Although the optimal route of nutritional support has not been studied specifically in SCI patients, several studies of trauma populations have shown that enteral feeding is preferable to the parenteral route, as it produces a lower incidence of infectious complications and hyperglycemia (Gramlich et al., 2004; Kudsk et al., 1992). The preferred initial route for enteral feeding in critically ill patients is nasogastric (NG); patients who do not tolerate NG feeding as evidenced by either by vomiting or by high residual volumes (250 ml more than the amount delivered since the last gastric aspirate) should proceed to the nasojejunal (NJ) route (Davies et al., 2002). If the patient requires gastric feeding tube placement, percutaneous endoscopic gastrostomy (PEG) is the preferred method for trauma patients (Dwyer et al., 2002).
Systematic review recommended answers to clinical questions
Is there evidence of metabolic abnormalities that warrant specific nutritional protocols following SCI?
• Multiple studies document metabolic abnormalities following SCI, including an obligatory negative nitrogen balance.
• These patients have unique requirements mandating the development of specific treatment protocols.

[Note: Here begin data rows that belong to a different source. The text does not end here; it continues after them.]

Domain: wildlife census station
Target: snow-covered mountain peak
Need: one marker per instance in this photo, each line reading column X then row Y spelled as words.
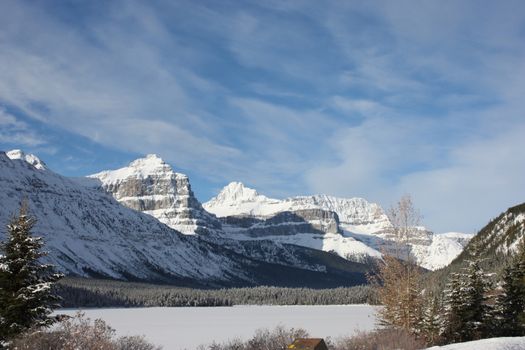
column 29, row 158
column 141, row 168
column 237, row 192
column 150, row 185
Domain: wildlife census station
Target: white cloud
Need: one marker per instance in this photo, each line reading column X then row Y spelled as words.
column 16, row 132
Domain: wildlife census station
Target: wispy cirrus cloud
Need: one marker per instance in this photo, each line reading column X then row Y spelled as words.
column 372, row 99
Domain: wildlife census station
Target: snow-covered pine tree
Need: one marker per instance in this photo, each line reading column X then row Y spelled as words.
column 431, row 320
column 478, row 310
column 510, row 304
column 468, row 314
column 26, row 295
column 453, row 306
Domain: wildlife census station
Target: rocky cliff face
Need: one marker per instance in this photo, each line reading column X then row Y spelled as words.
column 89, row 233
column 353, row 228
column 151, row 186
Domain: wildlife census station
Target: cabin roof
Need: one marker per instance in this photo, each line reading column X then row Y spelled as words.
column 308, row 344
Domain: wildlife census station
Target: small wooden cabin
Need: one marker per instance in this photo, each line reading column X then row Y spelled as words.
column 308, row 344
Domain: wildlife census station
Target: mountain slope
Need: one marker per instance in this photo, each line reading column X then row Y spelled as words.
column 497, row 241
column 151, row 186
column 358, row 230
column 89, row 233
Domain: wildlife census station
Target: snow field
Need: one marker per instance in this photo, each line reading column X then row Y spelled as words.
column 181, row 328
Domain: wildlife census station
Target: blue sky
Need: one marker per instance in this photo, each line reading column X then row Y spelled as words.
column 350, row 98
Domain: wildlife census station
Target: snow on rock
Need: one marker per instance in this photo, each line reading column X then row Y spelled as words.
column 505, row 343
column 151, row 186
column 443, row 248
column 29, row 158
column 89, row 233
column 363, row 227
column 236, row 199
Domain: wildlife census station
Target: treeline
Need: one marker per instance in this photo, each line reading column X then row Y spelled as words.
column 76, row 292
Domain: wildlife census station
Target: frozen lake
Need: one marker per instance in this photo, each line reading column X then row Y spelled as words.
column 187, row 327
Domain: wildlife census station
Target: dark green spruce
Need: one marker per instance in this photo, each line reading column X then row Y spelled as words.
column 26, row 284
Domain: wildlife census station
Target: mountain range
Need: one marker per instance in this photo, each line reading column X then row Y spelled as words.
column 143, row 222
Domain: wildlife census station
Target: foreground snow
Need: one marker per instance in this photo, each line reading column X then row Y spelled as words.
column 509, row 343
column 188, row 327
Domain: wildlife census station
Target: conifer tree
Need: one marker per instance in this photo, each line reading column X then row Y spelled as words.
column 467, row 311
column 510, row 304
column 26, row 295
column 454, row 302
column 431, row 324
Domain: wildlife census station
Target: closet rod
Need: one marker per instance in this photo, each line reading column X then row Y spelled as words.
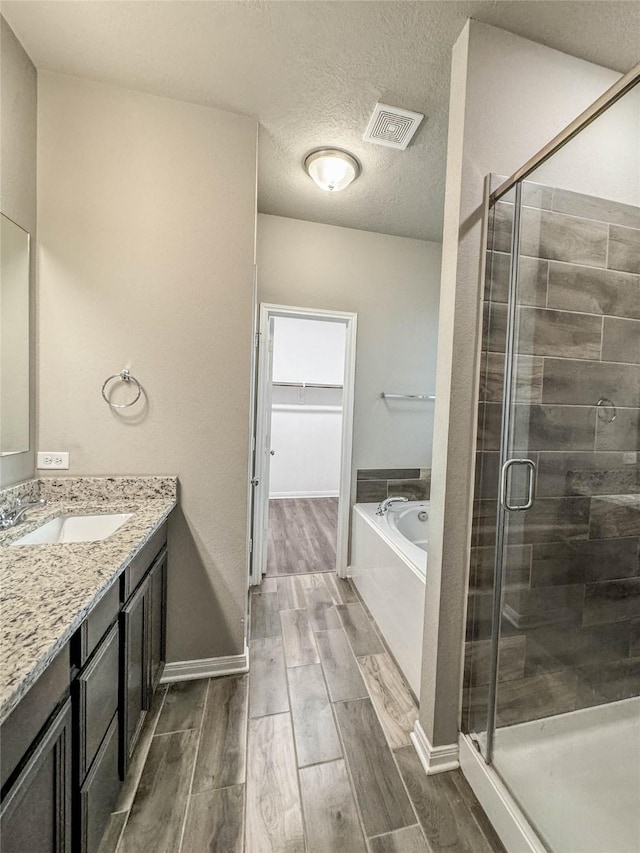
column 305, row 385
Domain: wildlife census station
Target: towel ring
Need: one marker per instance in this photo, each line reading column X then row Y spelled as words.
column 123, row 376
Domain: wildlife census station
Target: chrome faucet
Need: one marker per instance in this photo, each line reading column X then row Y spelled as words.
column 11, row 516
column 384, row 505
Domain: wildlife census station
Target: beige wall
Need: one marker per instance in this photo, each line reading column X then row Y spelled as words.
column 146, row 214
column 509, row 96
column 392, row 284
column 18, row 122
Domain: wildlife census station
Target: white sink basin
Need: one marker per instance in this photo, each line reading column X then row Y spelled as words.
column 75, row 528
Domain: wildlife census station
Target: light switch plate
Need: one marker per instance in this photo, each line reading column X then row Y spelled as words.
column 53, row 459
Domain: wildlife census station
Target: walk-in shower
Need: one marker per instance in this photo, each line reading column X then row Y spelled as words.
column 552, row 661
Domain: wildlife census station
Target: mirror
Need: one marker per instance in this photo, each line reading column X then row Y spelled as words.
column 14, row 338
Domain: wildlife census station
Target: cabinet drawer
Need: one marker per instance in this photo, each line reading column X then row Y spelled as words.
column 140, row 564
column 21, row 727
column 99, row 793
column 97, row 698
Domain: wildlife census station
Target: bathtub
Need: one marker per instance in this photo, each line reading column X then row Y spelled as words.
column 388, row 568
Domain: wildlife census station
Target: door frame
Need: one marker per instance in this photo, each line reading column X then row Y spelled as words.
column 262, row 460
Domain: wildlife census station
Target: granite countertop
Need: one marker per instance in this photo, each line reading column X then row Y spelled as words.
column 47, row 590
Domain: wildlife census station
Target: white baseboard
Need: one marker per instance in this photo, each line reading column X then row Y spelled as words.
column 189, row 670
column 277, row 496
column 434, row 759
column 507, row 819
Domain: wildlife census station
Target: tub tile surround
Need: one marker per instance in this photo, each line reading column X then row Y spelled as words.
column 572, row 577
column 376, row 484
column 47, row 590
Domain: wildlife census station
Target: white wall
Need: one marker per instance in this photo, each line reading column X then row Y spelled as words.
column 306, row 424
column 146, row 216
column 18, row 120
column 509, row 96
column 392, row 284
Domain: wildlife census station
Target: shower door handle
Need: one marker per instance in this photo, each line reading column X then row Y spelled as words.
column 531, row 480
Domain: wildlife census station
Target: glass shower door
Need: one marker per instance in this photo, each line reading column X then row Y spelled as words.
column 564, row 680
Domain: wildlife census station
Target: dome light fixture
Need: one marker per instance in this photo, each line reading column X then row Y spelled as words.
column 331, row 168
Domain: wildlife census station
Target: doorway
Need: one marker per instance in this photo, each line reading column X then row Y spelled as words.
column 304, row 426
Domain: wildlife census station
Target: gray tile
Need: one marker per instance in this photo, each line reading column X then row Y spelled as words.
column 552, row 649
column 477, row 660
column 156, row 819
column 611, row 601
column 394, row 705
column 537, row 697
column 584, row 560
column 274, row 813
column 267, row 679
column 620, row 434
column 562, row 334
column 340, row 589
column 340, row 668
column 371, row 491
column 384, row 805
column 359, row 630
column 313, row 724
column 593, row 207
column 528, row 378
column 183, row 706
column 322, row 612
column 330, row 812
column 624, row 249
column 297, row 634
column 221, row 760
column 291, row 593
column 567, row 382
column 265, row 617
column 447, row 820
column 415, row 490
column 408, row 840
column 621, row 340
column 532, row 279
column 599, row 685
column 546, row 427
column 594, row 291
column 615, row 517
column 388, row 473
column 215, row 821
column 604, row 473
column 554, row 236
column 544, row 606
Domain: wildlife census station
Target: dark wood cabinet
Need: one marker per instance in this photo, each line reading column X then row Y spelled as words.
column 68, row 743
column 157, row 619
column 134, row 669
column 35, row 816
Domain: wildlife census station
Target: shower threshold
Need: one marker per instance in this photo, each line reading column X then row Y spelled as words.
column 577, row 776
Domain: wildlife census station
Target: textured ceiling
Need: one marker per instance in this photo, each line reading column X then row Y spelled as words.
column 311, row 73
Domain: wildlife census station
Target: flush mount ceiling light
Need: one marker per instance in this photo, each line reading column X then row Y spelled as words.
column 331, row 168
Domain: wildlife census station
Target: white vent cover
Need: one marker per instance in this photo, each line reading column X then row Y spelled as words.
column 392, row 126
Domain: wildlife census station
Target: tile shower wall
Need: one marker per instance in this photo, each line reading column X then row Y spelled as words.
column 571, row 608
column 376, row 484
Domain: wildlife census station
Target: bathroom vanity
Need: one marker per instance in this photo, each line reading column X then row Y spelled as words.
column 82, row 651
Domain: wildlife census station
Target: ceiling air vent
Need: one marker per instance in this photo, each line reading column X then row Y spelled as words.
column 392, row 126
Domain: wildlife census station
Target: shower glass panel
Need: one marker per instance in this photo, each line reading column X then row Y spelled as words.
column 552, row 663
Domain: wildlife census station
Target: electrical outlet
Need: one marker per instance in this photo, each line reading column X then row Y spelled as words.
column 53, row 459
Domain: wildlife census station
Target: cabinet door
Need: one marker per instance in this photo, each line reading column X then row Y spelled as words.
column 134, row 671
column 36, row 813
column 158, row 609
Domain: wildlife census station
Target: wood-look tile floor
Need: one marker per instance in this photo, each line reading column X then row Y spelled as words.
column 308, row 753
column 302, row 536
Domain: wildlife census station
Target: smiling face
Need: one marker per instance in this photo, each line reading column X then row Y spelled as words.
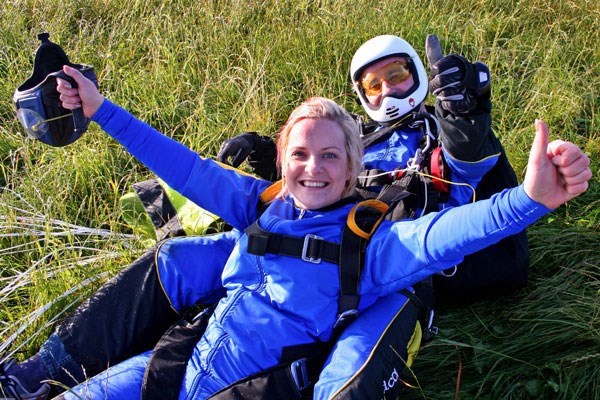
column 316, row 166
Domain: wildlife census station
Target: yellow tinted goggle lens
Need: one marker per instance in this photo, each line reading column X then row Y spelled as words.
column 393, row 73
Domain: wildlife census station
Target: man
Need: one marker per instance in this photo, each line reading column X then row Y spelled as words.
column 121, row 325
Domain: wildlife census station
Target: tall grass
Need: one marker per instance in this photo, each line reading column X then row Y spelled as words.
column 203, row 71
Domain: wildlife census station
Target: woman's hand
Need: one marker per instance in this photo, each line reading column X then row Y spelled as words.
column 86, row 94
column 556, row 172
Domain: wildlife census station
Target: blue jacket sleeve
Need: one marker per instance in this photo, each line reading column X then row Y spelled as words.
column 403, row 253
column 223, row 191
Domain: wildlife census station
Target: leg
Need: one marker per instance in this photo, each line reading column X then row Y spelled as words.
column 370, row 354
column 116, row 319
column 123, row 381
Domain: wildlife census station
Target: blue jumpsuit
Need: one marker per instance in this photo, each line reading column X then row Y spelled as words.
column 275, row 301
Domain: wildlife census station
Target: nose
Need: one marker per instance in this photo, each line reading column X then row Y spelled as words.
column 313, row 165
column 386, row 88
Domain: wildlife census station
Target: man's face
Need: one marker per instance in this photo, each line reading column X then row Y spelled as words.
column 316, row 163
column 390, row 76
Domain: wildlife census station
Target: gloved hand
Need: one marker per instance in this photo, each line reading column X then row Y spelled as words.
column 237, row 148
column 259, row 150
column 457, row 83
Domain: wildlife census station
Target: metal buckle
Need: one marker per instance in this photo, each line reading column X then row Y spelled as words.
column 298, row 370
column 345, row 316
column 307, row 239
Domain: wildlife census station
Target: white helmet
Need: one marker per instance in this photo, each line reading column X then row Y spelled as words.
column 392, row 107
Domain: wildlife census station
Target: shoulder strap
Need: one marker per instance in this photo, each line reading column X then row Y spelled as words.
column 362, row 221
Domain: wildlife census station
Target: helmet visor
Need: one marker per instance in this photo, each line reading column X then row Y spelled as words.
column 393, row 73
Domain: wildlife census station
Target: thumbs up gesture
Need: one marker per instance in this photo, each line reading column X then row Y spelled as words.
column 457, row 83
column 556, row 172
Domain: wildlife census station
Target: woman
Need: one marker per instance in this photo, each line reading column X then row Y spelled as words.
column 276, row 302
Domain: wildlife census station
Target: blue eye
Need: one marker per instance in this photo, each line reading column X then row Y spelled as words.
column 298, row 154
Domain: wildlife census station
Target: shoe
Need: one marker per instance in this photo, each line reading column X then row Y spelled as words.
column 12, row 389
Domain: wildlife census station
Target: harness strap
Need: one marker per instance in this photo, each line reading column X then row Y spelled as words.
column 374, row 177
column 292, row 379
column 311, row 248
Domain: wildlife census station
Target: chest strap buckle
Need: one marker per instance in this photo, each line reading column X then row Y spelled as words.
column 310, row 247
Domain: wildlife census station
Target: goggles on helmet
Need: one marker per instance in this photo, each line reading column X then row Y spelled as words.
column 393, row 73
column 393, row 107
column 37, row 101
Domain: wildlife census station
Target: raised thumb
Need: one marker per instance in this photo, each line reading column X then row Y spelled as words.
column 540, row 142
column 433, row 49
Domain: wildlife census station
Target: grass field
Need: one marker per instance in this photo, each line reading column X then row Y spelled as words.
column 203, row 71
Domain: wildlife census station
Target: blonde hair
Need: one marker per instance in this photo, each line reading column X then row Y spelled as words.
column 317, row 108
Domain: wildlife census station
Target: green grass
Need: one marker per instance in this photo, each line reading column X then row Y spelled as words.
column 203, row 71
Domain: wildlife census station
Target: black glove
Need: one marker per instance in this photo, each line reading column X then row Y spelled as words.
column 259, row 150
column 457, row 83
column 237, row 148
column 262, row 158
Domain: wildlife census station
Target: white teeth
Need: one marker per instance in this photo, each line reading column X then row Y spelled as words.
column 314, row 184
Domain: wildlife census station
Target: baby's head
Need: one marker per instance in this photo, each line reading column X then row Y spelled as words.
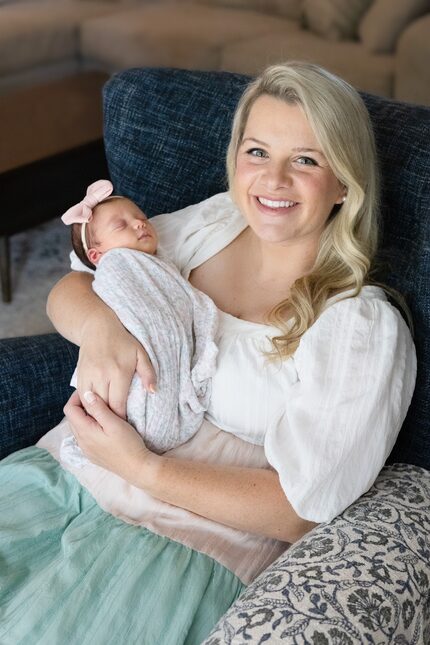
column 113, row 222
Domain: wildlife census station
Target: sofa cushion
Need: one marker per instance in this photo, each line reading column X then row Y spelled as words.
column 385, row 20
column 33, row 34
column 412, row 63
column 334, row 19
column 288, row 8
column 166, row 134
column 348, row 59
column 176, row 35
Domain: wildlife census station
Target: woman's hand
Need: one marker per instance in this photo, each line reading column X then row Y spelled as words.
column 106, row 439
column 108, row 358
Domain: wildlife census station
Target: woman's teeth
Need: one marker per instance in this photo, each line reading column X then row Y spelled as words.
column 272, row 204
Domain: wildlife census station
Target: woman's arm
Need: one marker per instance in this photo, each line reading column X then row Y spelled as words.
column 109, row 355
column 250, row 499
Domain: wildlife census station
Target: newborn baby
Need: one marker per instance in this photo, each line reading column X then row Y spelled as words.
column 174, row 322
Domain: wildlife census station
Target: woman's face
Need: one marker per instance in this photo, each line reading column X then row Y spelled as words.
column 283, row 184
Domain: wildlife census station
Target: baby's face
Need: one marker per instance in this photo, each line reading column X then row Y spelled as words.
column 119, row 223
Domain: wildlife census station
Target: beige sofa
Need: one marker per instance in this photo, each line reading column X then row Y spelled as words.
column 380, row 46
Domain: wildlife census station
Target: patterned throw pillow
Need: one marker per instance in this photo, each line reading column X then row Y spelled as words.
column 384, row 22
column 334, row 19
column 287, row 8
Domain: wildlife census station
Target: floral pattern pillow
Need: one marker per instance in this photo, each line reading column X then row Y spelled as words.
column 362, row 578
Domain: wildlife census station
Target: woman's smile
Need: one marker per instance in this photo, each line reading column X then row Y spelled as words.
column 276, row 207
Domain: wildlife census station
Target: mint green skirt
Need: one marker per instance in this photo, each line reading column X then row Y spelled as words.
column 72, row 573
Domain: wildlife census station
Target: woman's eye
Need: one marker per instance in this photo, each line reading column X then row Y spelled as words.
column 306, row 161
column 257, row 152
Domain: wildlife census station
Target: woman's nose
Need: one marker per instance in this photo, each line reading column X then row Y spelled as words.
column 277, row 176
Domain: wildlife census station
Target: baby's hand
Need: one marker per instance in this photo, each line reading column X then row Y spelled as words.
column 108, row 358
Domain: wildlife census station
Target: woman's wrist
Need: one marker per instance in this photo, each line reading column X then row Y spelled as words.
column 144, row 472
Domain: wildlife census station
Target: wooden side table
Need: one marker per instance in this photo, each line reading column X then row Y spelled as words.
column 51, row 149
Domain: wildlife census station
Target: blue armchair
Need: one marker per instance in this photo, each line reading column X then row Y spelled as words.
column 365, row 576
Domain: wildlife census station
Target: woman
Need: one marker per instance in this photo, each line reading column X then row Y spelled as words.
column 315, row 374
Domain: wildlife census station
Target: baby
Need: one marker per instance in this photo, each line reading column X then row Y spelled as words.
column 175, row 323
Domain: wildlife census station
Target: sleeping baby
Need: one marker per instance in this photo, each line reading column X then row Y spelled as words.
column 173, row 321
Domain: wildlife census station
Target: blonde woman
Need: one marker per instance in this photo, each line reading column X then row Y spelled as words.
column 315, row 374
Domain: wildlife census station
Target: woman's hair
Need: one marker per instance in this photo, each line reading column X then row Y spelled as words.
column 341, row 124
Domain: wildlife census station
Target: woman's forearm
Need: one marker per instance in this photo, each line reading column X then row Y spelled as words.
column 72, row 302
column 249, row 499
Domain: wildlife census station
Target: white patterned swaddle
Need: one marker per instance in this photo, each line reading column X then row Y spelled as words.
column 176, row 324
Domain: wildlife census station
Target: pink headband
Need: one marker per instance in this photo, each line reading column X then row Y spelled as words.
column 82, row 213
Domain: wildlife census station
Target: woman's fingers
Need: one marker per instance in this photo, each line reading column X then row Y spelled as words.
column 77, row 416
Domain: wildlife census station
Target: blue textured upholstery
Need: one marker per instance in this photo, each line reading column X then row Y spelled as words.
column 166, row 133
column 35, row 373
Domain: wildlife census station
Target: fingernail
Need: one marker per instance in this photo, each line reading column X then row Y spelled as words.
column 89, row 397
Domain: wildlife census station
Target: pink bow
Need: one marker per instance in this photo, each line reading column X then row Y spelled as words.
column 81, row 213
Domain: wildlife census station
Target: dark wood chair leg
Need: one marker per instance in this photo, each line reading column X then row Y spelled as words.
column 6, row 290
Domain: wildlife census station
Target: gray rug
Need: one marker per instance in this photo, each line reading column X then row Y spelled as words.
column 39, row 258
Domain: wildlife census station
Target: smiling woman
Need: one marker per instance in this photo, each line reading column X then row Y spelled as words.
column 285, row 444
column 294, row 140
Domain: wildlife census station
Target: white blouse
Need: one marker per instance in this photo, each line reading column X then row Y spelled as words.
column 327, row 417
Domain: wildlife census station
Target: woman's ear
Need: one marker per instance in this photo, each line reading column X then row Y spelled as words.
column 342, row 195
column 94, row 256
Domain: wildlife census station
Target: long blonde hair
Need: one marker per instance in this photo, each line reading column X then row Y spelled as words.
column 341, row 124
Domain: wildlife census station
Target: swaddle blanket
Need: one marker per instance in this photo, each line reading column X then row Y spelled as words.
column 176, row 324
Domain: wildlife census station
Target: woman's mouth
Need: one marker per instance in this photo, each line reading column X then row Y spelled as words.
column 275, row 207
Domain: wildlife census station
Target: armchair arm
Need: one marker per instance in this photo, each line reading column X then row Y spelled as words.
column 362, row 578
column 35, row 373
column 412, row 77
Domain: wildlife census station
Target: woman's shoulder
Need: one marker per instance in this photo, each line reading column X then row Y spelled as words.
column 355, row 322
column 216, row 208
column 370, row 304
column 193, row 234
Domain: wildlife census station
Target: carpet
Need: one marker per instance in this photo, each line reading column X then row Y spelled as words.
column 39, row 258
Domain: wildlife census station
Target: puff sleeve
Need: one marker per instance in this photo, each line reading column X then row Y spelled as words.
column 356, row 369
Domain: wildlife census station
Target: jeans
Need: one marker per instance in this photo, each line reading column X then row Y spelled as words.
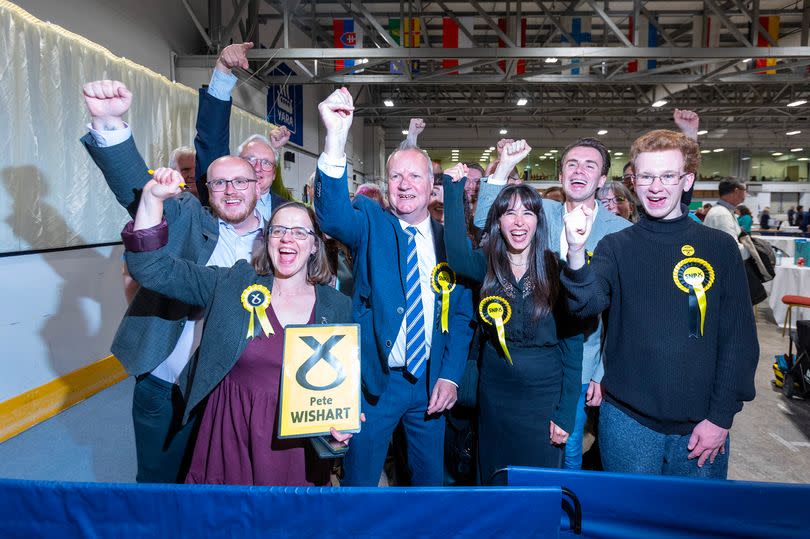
column 627, row 446
column 573, row 448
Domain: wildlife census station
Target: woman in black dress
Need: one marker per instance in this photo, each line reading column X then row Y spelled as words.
column 529, row 378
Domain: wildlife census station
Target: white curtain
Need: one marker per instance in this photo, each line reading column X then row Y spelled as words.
column 51, row 193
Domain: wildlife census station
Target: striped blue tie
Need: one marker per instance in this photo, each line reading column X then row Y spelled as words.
column 415, row 343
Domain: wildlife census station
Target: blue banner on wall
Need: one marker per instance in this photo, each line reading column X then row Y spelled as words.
column 285, row 105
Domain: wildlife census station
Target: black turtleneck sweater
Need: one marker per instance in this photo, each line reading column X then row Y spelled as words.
column 654, row 370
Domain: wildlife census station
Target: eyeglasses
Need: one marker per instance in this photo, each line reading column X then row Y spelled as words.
column 614, row 201
column 667, row 178
column 297, row 232
column 265, row 163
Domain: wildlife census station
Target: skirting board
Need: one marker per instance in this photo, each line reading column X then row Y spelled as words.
column 24, row 411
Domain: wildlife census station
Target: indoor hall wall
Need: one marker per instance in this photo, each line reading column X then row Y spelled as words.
column 145, row 31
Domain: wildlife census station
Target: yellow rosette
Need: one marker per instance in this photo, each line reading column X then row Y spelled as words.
column 256, row 300
column 496, row 311
column 694, row 276
column 443, row 281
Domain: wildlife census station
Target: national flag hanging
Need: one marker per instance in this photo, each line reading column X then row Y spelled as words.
column 771, row 24
column 580, row 30
column 509, row 27
column 454, row 38
column 407, row 34
column 647, row 37
column 345, row 37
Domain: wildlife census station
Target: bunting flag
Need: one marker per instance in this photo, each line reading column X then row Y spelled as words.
column 647, row 37
column 771, row 24
column 407, row 33
column 580, row 30
column 454, row 38
column 509, row 27
column 706, row 34
column 346, row 37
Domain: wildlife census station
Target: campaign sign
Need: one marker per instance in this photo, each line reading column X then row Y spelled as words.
column 320, row 380
column 285, row 105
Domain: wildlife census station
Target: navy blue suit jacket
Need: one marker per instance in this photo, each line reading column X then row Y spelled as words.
column 379, row 248
column 212, row 141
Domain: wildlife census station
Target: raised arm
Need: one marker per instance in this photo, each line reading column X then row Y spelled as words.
column 147, row 258
column 465, row 261
column 214, row 113
column 332, row 203
column 110, row 143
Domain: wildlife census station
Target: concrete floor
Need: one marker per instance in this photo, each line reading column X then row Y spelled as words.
column 93, row 441
column 770, row 438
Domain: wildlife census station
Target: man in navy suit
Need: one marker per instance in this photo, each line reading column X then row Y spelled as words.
column 411, row 365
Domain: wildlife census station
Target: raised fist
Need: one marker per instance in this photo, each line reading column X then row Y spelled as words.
column 107, row 101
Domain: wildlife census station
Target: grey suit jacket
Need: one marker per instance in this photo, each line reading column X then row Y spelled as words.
column 219, row 291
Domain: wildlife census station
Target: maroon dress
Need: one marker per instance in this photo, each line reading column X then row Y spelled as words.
column 237, row 442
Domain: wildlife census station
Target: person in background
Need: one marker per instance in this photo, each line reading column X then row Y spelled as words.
column 237, row 377
column 555, row 193
column 765, row 219
column 618, row 200
column 744, row 218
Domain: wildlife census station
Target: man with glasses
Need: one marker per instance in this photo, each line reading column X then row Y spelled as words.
column 213, row 131
column 681, row 345
column 158, row 336
column 721, row 215
column 582, row 170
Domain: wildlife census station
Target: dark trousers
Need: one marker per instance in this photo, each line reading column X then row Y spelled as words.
column 162, row 443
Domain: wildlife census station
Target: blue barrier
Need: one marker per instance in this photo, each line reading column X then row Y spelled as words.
column 67, row 510
column 626, row 505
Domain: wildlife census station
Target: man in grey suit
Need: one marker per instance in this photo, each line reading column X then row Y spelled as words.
column 582, row 170
column 158, row 335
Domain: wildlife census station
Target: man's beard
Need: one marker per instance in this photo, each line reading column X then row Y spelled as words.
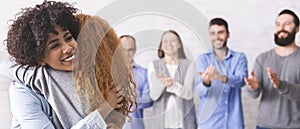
column 285, row 41
column 223, row 46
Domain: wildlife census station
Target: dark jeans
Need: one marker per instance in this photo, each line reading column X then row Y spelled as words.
column 257, row 127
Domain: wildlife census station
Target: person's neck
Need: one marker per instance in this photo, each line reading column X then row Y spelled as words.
column 171, row 59
column 285, row 50
column 221, row 53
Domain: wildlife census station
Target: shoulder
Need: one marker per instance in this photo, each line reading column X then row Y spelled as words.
column 140, row 68
column 203, row 56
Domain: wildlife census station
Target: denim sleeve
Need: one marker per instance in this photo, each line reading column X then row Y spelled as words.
column 29, row 110
column 241, row 71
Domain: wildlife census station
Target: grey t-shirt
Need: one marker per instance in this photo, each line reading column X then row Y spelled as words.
column 278, row 108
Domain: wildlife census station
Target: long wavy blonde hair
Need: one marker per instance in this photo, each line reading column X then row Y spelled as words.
column 99, row 61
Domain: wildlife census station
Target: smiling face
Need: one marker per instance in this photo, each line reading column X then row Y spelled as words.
column 60, row 48
column 285, row 30
column 218, row 36
column 170, row 44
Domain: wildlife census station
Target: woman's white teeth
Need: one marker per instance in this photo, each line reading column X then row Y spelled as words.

• (Recommendation strong, data moderate.)
What methods for evaluating metabolic demands are most applicable in SCI patients?
• The use of indirect calorimetry to calculate measured energy expenditure will most accurately predict the patient's caloric needs.
• (Recommendation weak, data weak.)
What is the optimal route for administration for nutritional requirements following SCI?
• Enteral feeding is the optimal route for administration of nutritional requirements following SCI. When oral feeding is not possible, NG, followed by NJ, followed by PEG, if necessary, would be suggested. If enteral feeds do not meet the metabolic demands within 5 days of injury, total parenteral nutrition should be started to ensure adequate caloric intake.
• (Recommendation strong, data weak.)
Author Disclosure Statement
No competing financial interests exist.